Each month is gay, each season nice, when eating chicken soup with rice.
Maurice Sendak
Or when eating Risotto with Oysters and Prosecco, or Rice Tart with Prosciutto, or Rice Crespelle with Almonds and Organic Honey.
John Coletta is the founding chef of Quartino in Chicago, where there are four risotto on the menu. But in this book, he dives deep into rice, offering risotto with vegetables, seafood, and meat in familiar Italian flavors like tomato and mozzarella and more wide-ranging flavors like Speck and Fennel, Seafood and Saffron, Leeks and Grana Padano.
And to make sure you get a velvety risotto, he gives guidance on rice–look for thick, short-grained varieties like Vialone Nano–a semifino rice–or another superfino rice that have a creamy exterior and cook to an al dente center. With his encouragement, you’ll move beyond Arborio.

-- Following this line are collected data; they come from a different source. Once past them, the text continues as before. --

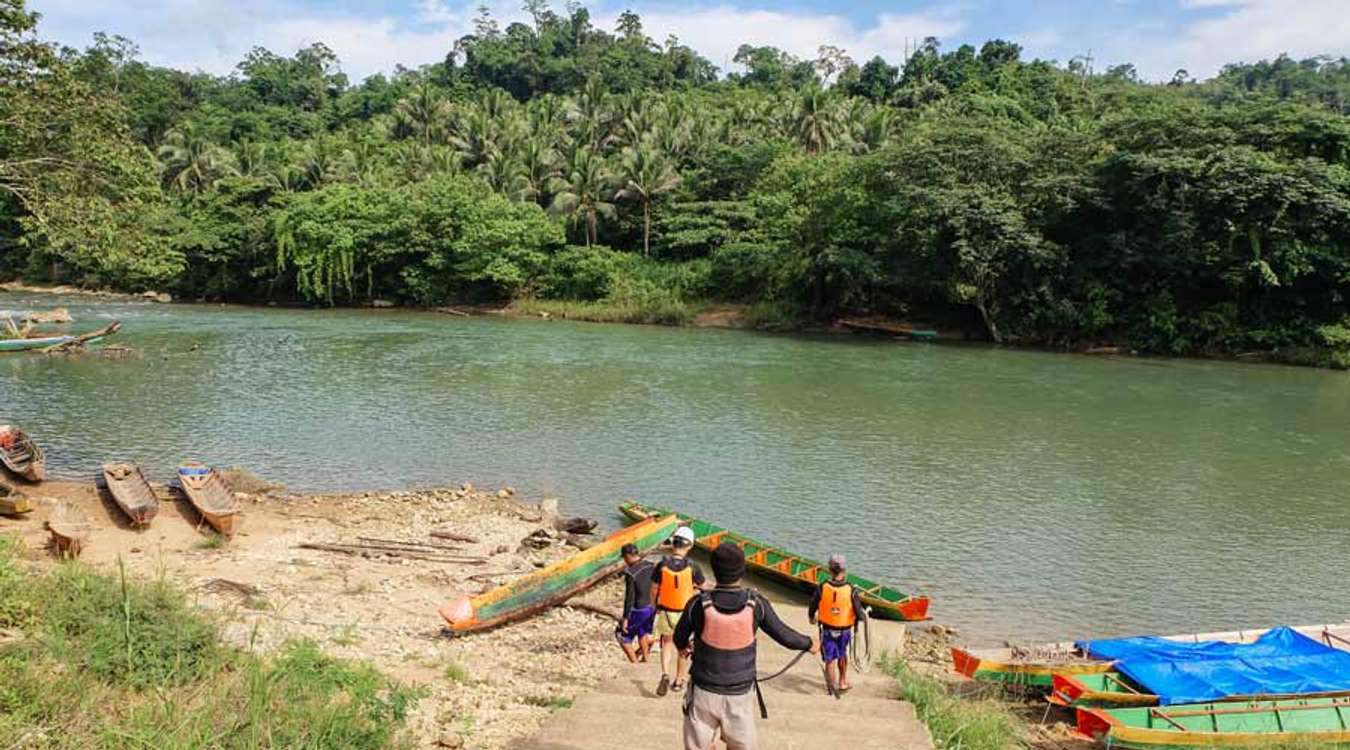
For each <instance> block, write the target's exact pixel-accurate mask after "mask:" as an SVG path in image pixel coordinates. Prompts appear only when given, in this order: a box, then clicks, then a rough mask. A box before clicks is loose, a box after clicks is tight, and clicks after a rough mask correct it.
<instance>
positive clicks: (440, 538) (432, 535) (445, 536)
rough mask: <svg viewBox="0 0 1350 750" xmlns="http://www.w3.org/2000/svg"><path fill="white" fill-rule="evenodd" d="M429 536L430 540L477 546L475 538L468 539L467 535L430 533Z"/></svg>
mask: <svg viewBox="0 0 1350 750" xmlns="http://www.w3.org/2000/svg"><path fill="white" fill-rule="evenodd" d="M431 536H432V538H437V540H450V541H452V542H464V544H478V538H477V537H470V536H468V534H458V533H455V531H432V533H431Z"/></svg>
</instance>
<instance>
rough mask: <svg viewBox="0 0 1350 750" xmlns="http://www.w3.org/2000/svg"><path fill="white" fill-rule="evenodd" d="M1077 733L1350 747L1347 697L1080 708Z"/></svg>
mask: <svg viewBox="0 0 1350 750" xmlns="http://www.w3.org/2000/svg"><path fill="white" fill-rule="evenodd" d="M1076 723H1077V730H1079V732H1081V734H1084V735H1087V737H1091V738H1093V739H1098V741H1099V742H1102V743H1103V745H1106V746H1107V747H1125V749H1129V750H1185V749H1193V747H1304V746H1346V745H1350V730H1347V726H1350V699H1345V697H1308V699H1292V700H1254V701H1247V703H1196V704H1187V705H1168V707H1165V708H1156V707H1141V708H1079V710H1077V722H1076Z"/></svg>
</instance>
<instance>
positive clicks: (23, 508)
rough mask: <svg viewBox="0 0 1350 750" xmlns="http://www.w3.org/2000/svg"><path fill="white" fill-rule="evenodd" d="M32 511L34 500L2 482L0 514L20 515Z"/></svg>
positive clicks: (29, 512)
mask: <svg viewBox="0 0 1350 750" xmlns="http://www.w3.org/2000/svg"><path fill="white" fill-rule="evenodd" d="M24 513H32V500H30V499H28V498H27V496H26V495H23V494H20V492H19V491H18V490H15V488H12V487H9V486H7V484H0V515H20V514H24Z"/></svg>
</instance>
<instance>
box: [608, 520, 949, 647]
mask: <svg viewBox="0 0 1350 750" xmlns="http://www.w3.org/2000/svg"><path fill="white" fill-rule="evenodd" d="M618 510H620V513H622V514H624V515H626V517H628V518H633V519H639V518H648V517H652V515H666V514H668V513H672V511H667V510H663V509H655V507H651V506H644V504H641V503H636V502H628V503H624V504H621V506H618ZM675 515H678V517H679V519H680V522H682V523H684V525H686V526H688V527H690V529H693V531H694V537H695V540H697V541H695V544H697V545H698V546H699V548H701V549H707V550H711V549H713V548H715V546H717V545H720V544H722V542H724V541H729V542H734V544H736V545H737V546H740V548H741V549H744V550H745V567H747V568H749V569H751V571H753V572H756V573H759V575H761V576H765V577H769V579H774V580H776V581H780V583H784V584H787V585H790V587H792V588H798V589H802V591H814V589H815V587H817V585H819V584H822V583H825V581H828V580H829V579H830V572H829V568H826V567H825V565H823V564H822V563H817V561H815V560H809V558H806V557H801V556H798V554H791V553H788V552H783V550H782V549H776V548H772V546H769V545H765V544H763V542H757V541H755V540H752V538H749V537H742V536H740V534H734V533H732V531H728V530H726V529H722V527H721V526H717V525H713V523H709V522H707V521H702V519H698V518H694V517H690V515H683V514H675ZM848 581H849V583H850V584H853V587H855V588H857V589H859V591H860V592H861V594H863V603H864V604H867V606H868V607H871V610H872V615H873V616H879V618H883V619H898V621H923V619H927V610H929V599H927V596H910V595H909V594H904V592H902V591H898V589H895V588H891V587H888V585H883V584H879V583H876V581H873V580H869V579H864V577H863V576H856V575H853V573H849V576H848Z"/></svg>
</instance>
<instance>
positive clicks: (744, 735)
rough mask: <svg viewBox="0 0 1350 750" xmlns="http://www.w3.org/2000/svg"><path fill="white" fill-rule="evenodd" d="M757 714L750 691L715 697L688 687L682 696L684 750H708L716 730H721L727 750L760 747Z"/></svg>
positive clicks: (748, 748)
mask: <svg viewBox="0 0 1350 750" xmlns="http://www.w3.org/2000/svg"><path fill="white" fill-rule="evenodd" d="M756 711H759V708H757V707H756V703H755V692H753V691H752V692H748V693H745V695H717V693H710V692H707V691H701V689H698V688H695V687H694V685H690V687H688V692H687V693H684V750H710V749H711V747H713V739H714V738H715V737H717V730H721V731H722V742H725V743H726V750H755V749H756V747H759V738H757V737H756V727H755V715H756Z"/></svg>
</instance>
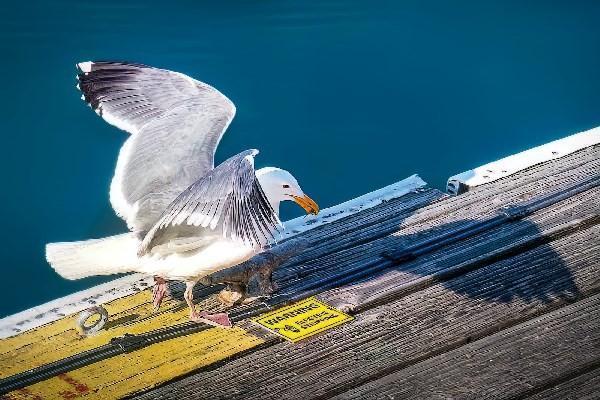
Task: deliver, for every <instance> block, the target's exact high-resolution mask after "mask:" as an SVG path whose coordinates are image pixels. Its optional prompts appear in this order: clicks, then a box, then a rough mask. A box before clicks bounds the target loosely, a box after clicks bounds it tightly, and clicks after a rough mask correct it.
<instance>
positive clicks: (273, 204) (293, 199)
mask: <svg viewBox="0 0 600 400" xmlns="http://www.w3.org/2000/svg"><path fill="white" fill-rule="evenodd" d="M256 177H257V178H258V182H259V183H260V186H261V187H262V189H263V191H264V192H265V195H266V196H267V199H268V200H269V203H271V206H272V207H273V209H274V210H275V212H276V213H277V215H279V203H281V202H282V201H286V200H291V201H294V202H296V204H298V205H299V206H300V207H302V208H303V209H304V210H305V211H306V213H307V214H314V215H317V214H318V213H319V206H318V205H317V203H315V201H314V200H313V199H311V198H310V197H308V196H307V195H306V194H304V192H303V191H302V189H301V188H300V185H299V184H298V181H297V180H296V178H294V177H293V176H292V174H290V173H289V172H287V171H286V170H283V169H281V168H275V167H266V168H261V169H259V170H257V171H256Z"/></svg>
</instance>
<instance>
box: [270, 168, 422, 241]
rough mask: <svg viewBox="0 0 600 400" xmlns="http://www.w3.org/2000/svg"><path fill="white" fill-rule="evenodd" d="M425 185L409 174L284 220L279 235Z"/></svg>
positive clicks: (281, 235) (305, 230) (283, 233)
mask: <svg viewBox="0 0 600 400" xmlns="http://www.w3.org/2000/svg"><path fill="white" fill-rule="evenodd" d="M425 185H427V183H426V182H425V181H423V179H421V178H420V177H419V176H418V175H412V176H409V177H408V178H406V179H403V180H401V181H399V182H396V183H393V184H391V185H389V186H386V187H383V188H381V189H378V190H375V191H373V192H370V193H367V194H364V195H362V196H360V197H357V198H355V199H352V200H348V201H346V202H344V203H341V204H338V205H336V206H332V207H329V208H325V209H323V210H321V211H320V212H319V215H308V216H305V217H298V218H294V219H292V220H289V221H286V222H284V224H283V225H284V226H285V230H284V231H283V234H282V235H281V237H282V238H289V237H293V236H296V235H297V234H299V233H302V232H304V231H307V230H309V229H313V228H316V227H317V226H321V225H323V224H327V223H329V222H333V221H336V220H338V219H340V218H344V217H347V216H348V215H352V214H354V213H357V212H359V211H362V210H366V209H368V208H371V207H374V206H376V205H378V204H381V203H382V202H385V201H389V200H392V199H395V198H398V197H401V196H404V195H405V194H407V193H410V192H414V191H415V190H417V189H418V188H421V187H423V186H425Z"/></svg>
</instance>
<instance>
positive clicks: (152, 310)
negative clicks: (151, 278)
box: [152, 276, 168, 312]
mask: <svg viewBox="0 0 600 400" xmlns="http://www.w3.org/2000/svg"><path fill="white" fill-rule="evenodd" d="M167 292H168V289H167V281H166V280H164V279H163V278H161V277H159V276H155V277H154V288H152V304H153V305H154V309H153V310H152V311H153V312H156V311H158V309H159V308H160V304H161V303H162V301H163V299H164V297H165V295H166V294H167Z"/></svg>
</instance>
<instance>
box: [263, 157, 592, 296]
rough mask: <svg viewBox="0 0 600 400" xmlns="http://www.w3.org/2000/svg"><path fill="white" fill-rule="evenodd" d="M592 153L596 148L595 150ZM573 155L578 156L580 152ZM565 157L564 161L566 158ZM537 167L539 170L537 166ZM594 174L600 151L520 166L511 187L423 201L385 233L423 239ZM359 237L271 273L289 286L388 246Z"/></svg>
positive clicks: (501, 186) (277, 282)
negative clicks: (436, 227)
mask: <svg viewBox="0 0 600 400" xmlns="http://www.w3.org/2000/svg"><path fill="white" fill-rule="evenodd" d="M599 148H600V147H599ZM586 150H587V149H586ZM575 154H576V155H577V154H578V153H575ZM593 155H594V156H595V155H598V154H595V153H594V154H593ZM577 160H578V161H581V160H580V159H579V158H577ZM563 161H565V162H566V161H568V159H565V160H563ZM538 173H539V174H543V171H538ZM598 174H600V157H599V158H597V159H591V160H590V159H588V160H587V162H583V163H582V164H580V165H578V166H577V167H576V168H574V169H566V170H563V171H559V172H557V173H556V174H554V175H535V174H533V173H532V172H531V171H523V172H522V173H521V174H517V175H515V179H516V180H517V181H518V182H516V183H515V186H514V187H510V188H506V190H502V185H500V184H499V183H498V185H500V186H499V188H500V189H498V190H496V191H494V190H492V189H491V187H484V188H481V189H478V190H475V191H473V192H469V193H466V194H464V195H461V196H457V197H454V198H448V199H445V200H444V201H441V202H438V203H435V204H432V205H430V206H426V207H424V208H422V209H419V210H418V211H416V212H415V213H414V214H413V215H408V216H403V221H401V222H398V221H394V223H395V224H396V232H395V233H392V234H391V235H389V237H391V238H392V239H397V241H398V243H397V244H398V246H400V245H406V246H408V245H410V244H412V243H416V242H419V241H421V240H424V239H425V238H426V237H427V235H429V234H431V233H432V229H434V228H436V227H441V228H445V229H457V228H459V227H460V224H468V223H469V222H470V220H473V219H480V218H484V217H487V216H489V215H492V214H494V213H496V212H497V211H498V209H499V208H500V207H502V206H506V205H509V204H515V203H521V202H523V201H526V200H528V199H531V198H533V197H539V196H540V195H542V194H545V193H549V192H552V191H555V190H558V189H559V188H561V187H565V186H568V185H572V184H573V183H574V182H577V181H581V180H584V179H588V178H589V177H590V176H593V175H596V176H597V175H598ZM523 175H525V176H523ZM499 182H500V183H501V182H502V181H499ZM494 185H496V184H494ZM360 239H361V238H360V237H356V238H354V240H355V241H356V242H357V243H361V244H359V245H357V246H353V247H350V248H346V249H344V250H341V251H336V252H334V253H332V252H325V255H323V256H318V255H314V254H313V258H312V259H310V260H303V262H301V263H297V262H296V261H295V259H294V258H292V259H291V260H290V262H289V263H286V264H284V265H283V266H282V267H281V269H280V270H278V271H277V272H276V274H275V275H274V276H275V279H276V281H277V283H278V285H279V287H280V288H282V289H284V288H286V290H292V289H293V287H294V285H299V284H303V283H306V282H307V280H310V279H319V278H321V277H322V276H326V275H327V274H334V273H336V272H338V271H341V270H345V269H348V268H349V267H351V266H352V265H356V264H360V263H365V262H366V261H368V260H369V259H372V258H373V257H378V256H379V255H380V254H381V253H382V252H383V251H385V250H386V249H388V248H389V246H390V240H389V238H388V237H384V238H379V239H376V240H373V241H368V240H367V242H366V243H364V241H361V240H360ZM300 257H303V256H300Z"/></svg>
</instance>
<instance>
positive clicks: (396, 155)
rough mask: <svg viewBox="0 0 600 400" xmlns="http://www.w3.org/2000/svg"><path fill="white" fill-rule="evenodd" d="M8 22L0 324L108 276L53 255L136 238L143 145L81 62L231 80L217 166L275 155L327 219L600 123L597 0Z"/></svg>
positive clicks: (157, 14) (242, 8)
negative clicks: (71, 276) (71, 273)
mask: <svg viewBox="0 0 600 400" xmlns="http://www.w3.org/2000/svg"><path fill="white" fill-rule="evenodd" d="M0 21H1V23H0V51H1V55H2V59H1V62H0V72H1V77H2V95H1V96H0V106H1V107H0V109H1V110H2V127H1V132H2V139H3V144H2V146H1V153H0V156H1V157H0V163H1V167H2V171H3V175H2V176H3V182H2V203H3V204H2V205H3V206H2V208H1V209H2V211H1V212H2V214H1V221H2V229H1V230H0V240H1V244H2V246H1V250H0V251H1V254H0V255H1V260H2V268H3V284H2V295H1V297H0V316H4V315H7V314H11V313H14V312H16V311H20V310H23V309H25V308H28V307H31V306H34V305H36V304H39V303H41V302H45V301H48V300H51V299H53V298H56V297H58V296H62V295H65V294H67V293H71V292H74V291H76V290H79V289H83V288H86V287H89V286H91V285H93V284H95V283H98V282H101V281H103V280H102V279H97V278H91V279H86V280H82V281H74V282H72V281H66V280H63V279H62V278H60V277H59V276H58V275H56V274H55V273H54V271H53V270H52V269H51V268H50V267H49V266H48V265H47V264H46V262H45V259H44V253H43V248H44V244H45V243H47V242H51V241H69V240H82V239H86V238H93V237H102V236H106V235H110V234H115V233H119V232H121V231H123V230H124V229H125V228H124V224H123V223H122V222H121V221H120V220H119V219H118V218H117V217H116V216H115V215H114V213H113V211H112V209H111V208H110V204H109V202H108V186H109V183H110V179H111V177H112V174H113V169H114V165H115V161H116V157H117V152H118V150H119V148H120V146H121V144H122V143H123V141H124V139H125V137H126V135H125V134H124V133H122V132H120V131H119V130H117V129H116V128H114V127H111V126H109V125H108V124H106V123H105V122H104V121H103V120H101V119H100V118H98V117H97V116H96V115H95V114H94V113H93V112H92V111H91V110H90V109H88V108H87V106H86V105H85V104H84V103H83V102H82V101H81V100H80V99H79V96H80V95H79V93H78V92H77V91H76V90H75V78H74V77H75V69H74V65H75V63H76V62H78V61H84V60H89V59H117V60H129V61H137V62H142V63H146V64H150V65H155V66H159V67H163V68H168V69H173V70H176V71H181V72H183V73H186V74H189V75H191V76H193V77H195V78H197V79H200V80H203V81H205V82H208V83H210V84H212V85H214V86H215V87H217V88H218V89H219V90H221V91H222V92H223V93H225V94H226V95H227V96H228V97H230V98H231V99H232V100H233V101H234V102H235V103H236V105H237V109H238V113H237V116H236V118H235V120H234V122H233V123H232V125H231V126H230V128H229V131H228V133H227V134H226V135H225V137H224V139H223V141H222V143H221V146H220V147H219V150H218V152H217V159H218V161H222V160H224V159H225V158H227V157H228V156H230V155H232V154H235V153H237V152H239V151H241V150H243V149H247V148H258V149H260V150H261V154H260V155H259V157H258V158H257V164H258V167H262V166H265V165H274V166H280V167H283V168H286V169H289V170H290V171H292V172H293V173H294V175H295V176H296V177H297V178H298V180H299V181H300V183H301V185H302V186H303V188H304V189H305V191H306V192H307V193H309V194H310V195H311V196H312V197H314V198H315V199H316V200H317V201H318V202H319V203H320V205H321V206H322V207H325V206H328V205H332V204H336V203H338V202H340V201H343V200H346V199H348V198H351V197H355V196H358V195H360V194H363V193H365V192H367V191H370V190H373V189H376V188H379V187H381V186H384V185H386V184H389V183H392V182H394V181H397V180H399V179H401V178H404V177H406V176H407V175H410V174H412V173H419V174H420V175H421V176H422V177H423V178H424V179H425V180H426V181H428V182H429V183H430V184H431V185H432V186H435V187H440V188H441V187H443V185H444V183H445V181H446V178H447V177H448V176H449V175H452V174H454V173H457V172H461V171H463V170H465V169H469V168H471V167H475V166H477V165H480V164H482V163H485V162H489V161H493V160H495V159H497V158H500V157H502V156H505V155H508V154H511V153H514V152H517V151H520V150H524V149H526V148H529V147H531V146H534V145H537V144H541V143H544V142H548V141H550V140H553V139H556V138H559V137H562V136H565V135H567V134H570V133H575V132H578V131H581V130H585V129H589V128H592V127H594V126H597V125H600V24H599V23H598V21H600V2H598V1H562V2H560V1H545V2H540V1H463V2H450V1H318V2H317V1H303V2H291V1H281V0H279V1H244V2H234V1H230V2H226V1H211V2H208V1H186V2H183V1H171V2H155V3H153V2H150V1H109V0H104V1H101V2H100V1H99V2H88V1H53V2H47V3H42V2H36V1H27V2H25V1H22V2H11V3H8V2H5V3H3V7H2V16H0ZM284 211H285V213H284V214H285V215H284V217H286V218H288V217H291V216H295V215H299V214H300V212H299V211H300V210H298V209H296V208H294V207H292V206H289V207H286V208H285V209H284Z"/></svg>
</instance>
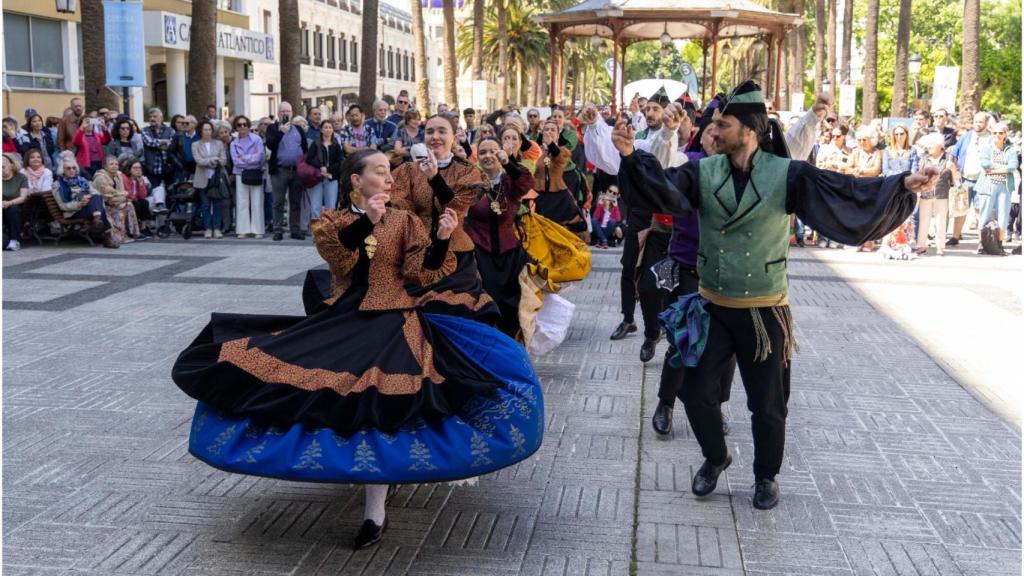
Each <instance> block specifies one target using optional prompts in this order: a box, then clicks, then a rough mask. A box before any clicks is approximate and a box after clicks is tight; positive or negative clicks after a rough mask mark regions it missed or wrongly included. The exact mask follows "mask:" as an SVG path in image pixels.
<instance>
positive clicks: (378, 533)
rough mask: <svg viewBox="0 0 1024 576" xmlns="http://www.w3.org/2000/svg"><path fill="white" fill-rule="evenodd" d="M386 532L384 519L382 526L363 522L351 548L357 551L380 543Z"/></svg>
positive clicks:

For the “beyond” recipes–soups, salad, tarts, one-dish meals, antipasti and dessert dishes–he recommends one of the 70 varieties of Italian rice. Together, the book’s recipes expand our notion of Italian food beyond pasta. In fact, Italy is Europe’s largest producer of rice and so not surprisingly, there are easily a book’s worth of recipes and techniques for cooking it–from tempting fried rice balls to impressive, layered timbales, to a strawberry rice gelato.
Coletta points out that rice is healthy, and gluten-free, but the real motivator are these recipes.